1 quantity of pizza dough, as above

6 medium to large onions, peeled and sliced into thin half moons

2 tbsn butter + 1 tbsp olive oil

1 tbsp fresh thyme leaves

Salt and pepper

Anchovies (equivalent to 1-2 tins)

Pitted black olives


In a deep, heavy-based pan, melt the butter with the oil. Add the sliced onions and cook very, very slowly on a low heat until they are collapsed and caramelised. As mentioned earlier, this will take hours. It will look like a ridiculously large quantity of onions to begin with but they’ll go from this ….

Image of uncooked onions

… to this. Keep an eye on them towards the end as they can catch and burn, so stir them from time to time. Once they’re done, remove from the heat, add the thyme leaves and salt and pepper to taste (remembering the anchovies and olives will be salty) and allow to cool.

Image of cooked onions

At least 20 minutes before you want to eat, pre-heat the oven to 220C/425F/Gas Mark 7, and place a baking sheet or pizza stone in to heat up.

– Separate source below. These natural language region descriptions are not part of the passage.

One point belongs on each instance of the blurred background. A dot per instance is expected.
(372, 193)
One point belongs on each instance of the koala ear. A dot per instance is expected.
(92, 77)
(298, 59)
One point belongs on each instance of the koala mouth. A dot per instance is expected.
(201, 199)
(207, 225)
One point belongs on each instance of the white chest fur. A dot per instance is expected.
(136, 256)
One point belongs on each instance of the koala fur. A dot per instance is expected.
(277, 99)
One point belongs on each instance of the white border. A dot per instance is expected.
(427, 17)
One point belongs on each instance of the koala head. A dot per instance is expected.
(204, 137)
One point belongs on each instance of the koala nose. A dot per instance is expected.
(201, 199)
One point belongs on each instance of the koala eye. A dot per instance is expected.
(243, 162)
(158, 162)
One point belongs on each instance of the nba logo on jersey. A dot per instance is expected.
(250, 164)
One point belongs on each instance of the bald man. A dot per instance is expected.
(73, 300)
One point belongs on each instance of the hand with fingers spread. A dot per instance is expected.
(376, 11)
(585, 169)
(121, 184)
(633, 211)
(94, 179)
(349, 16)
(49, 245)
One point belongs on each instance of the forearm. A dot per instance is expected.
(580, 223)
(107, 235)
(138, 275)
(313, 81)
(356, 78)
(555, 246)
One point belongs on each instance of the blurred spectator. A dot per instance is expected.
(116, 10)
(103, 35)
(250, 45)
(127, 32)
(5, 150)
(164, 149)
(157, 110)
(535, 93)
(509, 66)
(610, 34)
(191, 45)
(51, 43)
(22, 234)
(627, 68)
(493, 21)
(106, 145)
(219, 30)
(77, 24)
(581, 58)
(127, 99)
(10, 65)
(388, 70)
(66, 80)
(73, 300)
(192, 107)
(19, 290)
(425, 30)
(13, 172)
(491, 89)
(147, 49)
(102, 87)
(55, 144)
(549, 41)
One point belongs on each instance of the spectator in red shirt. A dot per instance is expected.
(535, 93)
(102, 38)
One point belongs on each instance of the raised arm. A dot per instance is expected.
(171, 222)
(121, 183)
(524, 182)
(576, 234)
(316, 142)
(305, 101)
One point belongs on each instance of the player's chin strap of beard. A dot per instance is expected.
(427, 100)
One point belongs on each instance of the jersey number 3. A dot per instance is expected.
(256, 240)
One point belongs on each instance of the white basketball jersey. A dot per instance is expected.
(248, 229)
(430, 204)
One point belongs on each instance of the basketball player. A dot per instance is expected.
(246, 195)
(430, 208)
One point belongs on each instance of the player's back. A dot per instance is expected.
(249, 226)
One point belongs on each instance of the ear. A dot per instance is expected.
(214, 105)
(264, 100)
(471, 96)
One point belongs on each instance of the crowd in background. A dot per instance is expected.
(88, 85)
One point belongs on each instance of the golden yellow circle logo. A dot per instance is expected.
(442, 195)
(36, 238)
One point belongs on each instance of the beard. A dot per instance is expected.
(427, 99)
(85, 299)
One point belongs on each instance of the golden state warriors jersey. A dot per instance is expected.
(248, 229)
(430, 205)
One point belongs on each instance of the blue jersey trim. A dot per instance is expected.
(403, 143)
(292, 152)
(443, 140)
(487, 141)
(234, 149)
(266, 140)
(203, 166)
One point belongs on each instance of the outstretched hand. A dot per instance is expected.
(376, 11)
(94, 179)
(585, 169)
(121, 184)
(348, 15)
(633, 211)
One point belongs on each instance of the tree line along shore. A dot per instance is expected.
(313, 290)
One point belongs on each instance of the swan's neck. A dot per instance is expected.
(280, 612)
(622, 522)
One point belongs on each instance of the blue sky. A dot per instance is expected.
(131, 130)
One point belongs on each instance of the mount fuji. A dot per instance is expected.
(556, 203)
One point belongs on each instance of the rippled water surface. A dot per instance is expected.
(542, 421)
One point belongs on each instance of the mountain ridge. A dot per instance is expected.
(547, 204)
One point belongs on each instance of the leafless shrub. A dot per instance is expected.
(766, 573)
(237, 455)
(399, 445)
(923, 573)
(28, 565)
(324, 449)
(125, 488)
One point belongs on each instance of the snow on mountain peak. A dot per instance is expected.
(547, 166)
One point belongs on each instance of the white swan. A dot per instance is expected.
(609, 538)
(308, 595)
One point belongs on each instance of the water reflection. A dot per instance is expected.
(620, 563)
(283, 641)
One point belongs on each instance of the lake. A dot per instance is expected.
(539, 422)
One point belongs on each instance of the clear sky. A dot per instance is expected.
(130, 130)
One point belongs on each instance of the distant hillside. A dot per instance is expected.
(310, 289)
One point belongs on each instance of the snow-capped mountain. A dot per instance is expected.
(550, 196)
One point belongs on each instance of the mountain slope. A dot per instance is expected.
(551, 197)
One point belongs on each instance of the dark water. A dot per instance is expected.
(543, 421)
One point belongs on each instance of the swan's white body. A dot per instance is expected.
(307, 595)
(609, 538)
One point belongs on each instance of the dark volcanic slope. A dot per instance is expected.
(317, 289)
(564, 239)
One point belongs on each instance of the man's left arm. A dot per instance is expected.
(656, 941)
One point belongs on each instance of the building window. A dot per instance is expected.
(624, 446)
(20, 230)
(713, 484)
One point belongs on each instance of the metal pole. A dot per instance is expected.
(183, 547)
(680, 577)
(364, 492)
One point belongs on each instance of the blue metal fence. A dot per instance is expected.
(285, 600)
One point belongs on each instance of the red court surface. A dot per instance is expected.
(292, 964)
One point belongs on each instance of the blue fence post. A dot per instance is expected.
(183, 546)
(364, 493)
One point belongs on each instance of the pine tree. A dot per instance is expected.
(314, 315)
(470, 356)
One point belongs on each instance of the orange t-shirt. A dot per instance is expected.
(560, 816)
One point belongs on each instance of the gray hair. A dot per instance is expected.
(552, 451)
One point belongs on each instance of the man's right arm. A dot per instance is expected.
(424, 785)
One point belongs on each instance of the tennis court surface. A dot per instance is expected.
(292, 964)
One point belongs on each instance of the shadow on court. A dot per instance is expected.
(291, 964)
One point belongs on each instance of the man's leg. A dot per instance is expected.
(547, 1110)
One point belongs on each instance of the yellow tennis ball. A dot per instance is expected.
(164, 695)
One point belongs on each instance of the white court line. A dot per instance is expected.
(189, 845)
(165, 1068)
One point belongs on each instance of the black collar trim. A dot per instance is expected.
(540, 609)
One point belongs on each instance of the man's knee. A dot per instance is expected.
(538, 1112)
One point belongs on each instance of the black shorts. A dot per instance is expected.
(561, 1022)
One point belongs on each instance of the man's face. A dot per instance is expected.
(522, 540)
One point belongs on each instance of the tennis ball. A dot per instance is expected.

Roll out the pizza dough on a well-floured board to about 28cm in diameter. Spread the onions on top, leaving a small border round the edges. Arrange the anchovies in a lattice pattern on top and pop an olive into each diamond.

Image of pissaladière ready for oven

Slide onto the pre-heated baking sheet/pizza stone and bake for about 10 minutes until the dough has crisped and darkened.

Cut into slices and eat hot or cold. Good with a range of salads.

Image of pissaladière, sliced

11 thoughts on “Pissaladière

  1. Wow. Who knew such a thing existed?? I never comment until I’ve done the recipe but I have to say if I put this on the table I could bargain for two first class round trip tickets to New Zealand from Providence RI for a second one! Thanks for this…

  2. Oh, Linda! You had me with “a lattice of anchovies”. What a concept! I am definitely going to give this one a try. As far as I’m concerned, one can never have too many anchovies in one’s diet. It just isn’t possible. Thanks for sharing another great recipe.